Parallel query processing allocates slaves to do the bulk of the work; as a result of that parallel coordinators allocate message buffers to handle intermediate results. Depending on the system configuration and the load the parallel slaves must handle a surprisingly large number of message buffers can be allocated. There are two equations that can be used to compute the number of buffers that will be required; those equations use the parallel degree value that is either calculated by Oracle or specified in a hint; for simplicity that value will be represented by pd
. For a non-RAC Oracle database the number of buffers required would be calculated as:
pd(pd+1)*3
RAC adds a bit of complexity and multiple instances and, as a result, the equation is modified to be:
pd(pd+1)*4
On non-RAC systems various degrees of parallelism will be used to calculate the estimated number of buffers Oracle could allocate. Consider a query executed with a parallel degree set to 4; the first equation produces the following results:
4(4+1) * 3
becomes:
4(5) * 3
and simplifying:
20 * 3 = 60
Four parallel slaves can allocate 60 buffers. Now consider setting a parallel degree of 16. It’s important to know that this buffer calculation is not proportional; a degree of 16 is four times the original setting, but the result is far from four times the original result:
16(16+1) * 3
Combining like terms produces:
16(17) * 3
which reduces to:
272 * 3 = 816
A parallel execution using 16 slaves requires a total of 816 message buffers, almost 14 times the number required by the execution at a parallel degree of 4. Given the computing power in modern servers, it is not a ridiculous thought to set a parallel degree of 128. Performing that calculation produces the following result:
126(128+1) * 3
Continuing as in previous calculations:
128(129) * 3
The result is:
:
16512 * 3 = 45936
This is a considerable increase over the buffers allocated for a parallel degree 4 execution and far larger than what would be expected if the result from the degree 4 execution is multiplied by 32. Having the “latch: parallel query alloc buffer
” wait as one of the top waits isn’t a far-fetched idea after all. A determining factor affecting this wait is where the PX message pool (‘PX msg pool’) resides; both the large pool and the shared pool are locations where this pool is usually found. The query provided below can be executed to learn where it located in a given database configuration:
break on pool skip 1
column name format a32
select
pool,
name,
bytes
from
v$sgastat
where
pool = 'large pool'
or
name like '%PX%'
or
name like '%para%'
order by
pool, name;
An example of the results of this query follows:
BING @ quanghoo > break on pool skip 1
BING @ quanghoo > column name format a32
BING @ quanghoo >
BING @ quanghoo > select
2 pool,
3 name,
4 bytes
5 from
6 v$sgastat
7 where
8 pool = 'large pool'
9 or
10 name like '%PX%'
11 or
12 name like '%para%'
13 order by
14 pool, name;
POOL NAME BYTES
------------ -------------------------------- ----------
large pool PX msg pool 491520
free memory 7897088
shared pool PX QC deq stats 1696
PX QC msg stats 3080
PX list of chunk lists 1088
PX msg pool struct 56
PX scan rate stats 1080
PX server deq stats 1696
PX server msg stats 3080
PX subheap 156344
POOL NAME BYTES
------------ -------------------------------- ----------
shared pool PX subheap desc 256
parallel kcbibr 32
parallel kcbibr dbwr bitv 16
parallel_max_servers 14720
param hash values 15912
parameter blocks 31824
parameter handle 137584
parameter string values 291240
parameter table block 1050648
parameter text value 9400
parameter value memory 1416
21 rows selected.
BING @ quanghoo >
From the example above it can be seen that the ‘PX msg pool’, for this database, is in the large pool. Versions of Oracle older than 11.2 (there are still some running) could be using the shared pool; this could result in the “latch: parallel query alloc buffer
” wait to experience exceptionally long wait times as the result of contention for the available resources.

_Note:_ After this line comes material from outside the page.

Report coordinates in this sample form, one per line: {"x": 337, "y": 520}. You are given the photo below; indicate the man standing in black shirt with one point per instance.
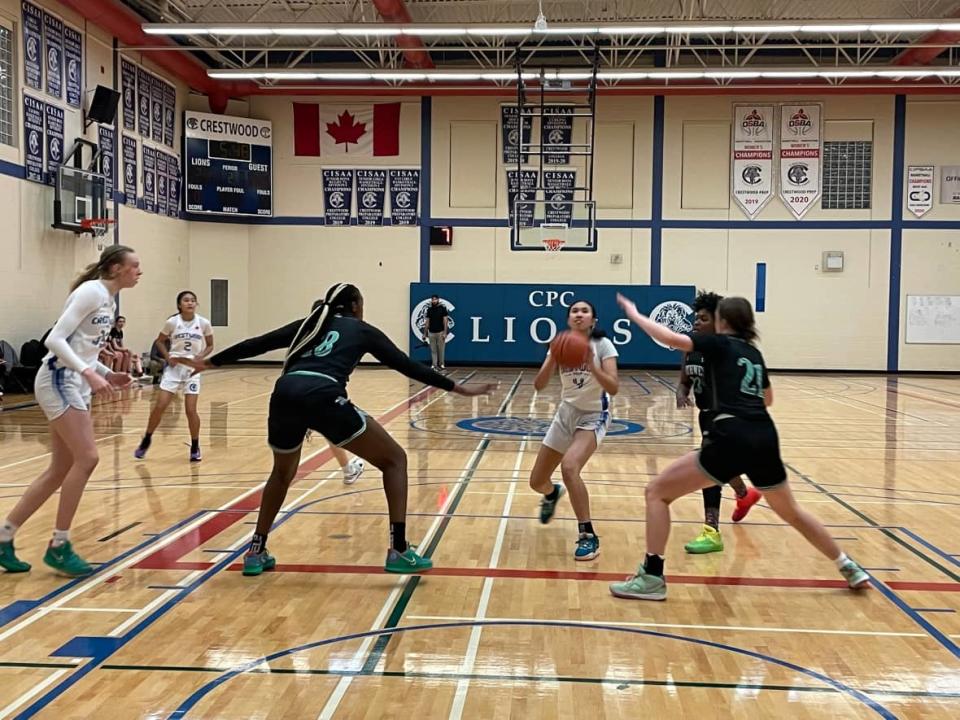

For RAC configurations the equation changes slightly but that does not mean that the calculated results follow that trend. Using the same parallel degree settings from the first round of calculations the differences start small but soon increase dramatically:
4(4+1) * 4
reduces to:
4(5) * 4
and produces a final result of:
20 * 4 = 80
an increase of 33% simply because this is Real Application Clusters. Moving on to a parallel degree of 16 the equation generates:
16(16+1) * 4
resulting in:
16(17) * 4
giving a final value of:
272 * 4 = 1088
This is 272 more buffers as a result of a clustered database configuration.
Engineered systems, from Oracle and from other vendors, make it possible to have a parallel degree set to 128 or higher. Considering parallel execution at a degree of 128 the computed allocation becomes:
128(128+1) * 4
Combining like terms:
128(129) * 4
produces:
16512 * 4 = 66048
66,048 is a large number of message buffers. Even 10 years ago a parallel degree of 128 could have crippled a transactional database and possibly some smaller data warehouses or data marts with waits for the ‘parallel query alloc buffer’ latch. Depending on the overall resource utilization (disk, memory, swap) some smaller engineered systems could still fall victim to this wait.
If parallel execution plans are rare in a database configuration this latch wait may be of little or no concern. If there is a reasonable chance that parallel execution can occur, then being aware that parallel buffer allocation can be an issue can make DBA life a bit less surprising and may shorten problem investigation and resolution times. This can all lead to a bit less stress on the DBA.
# # #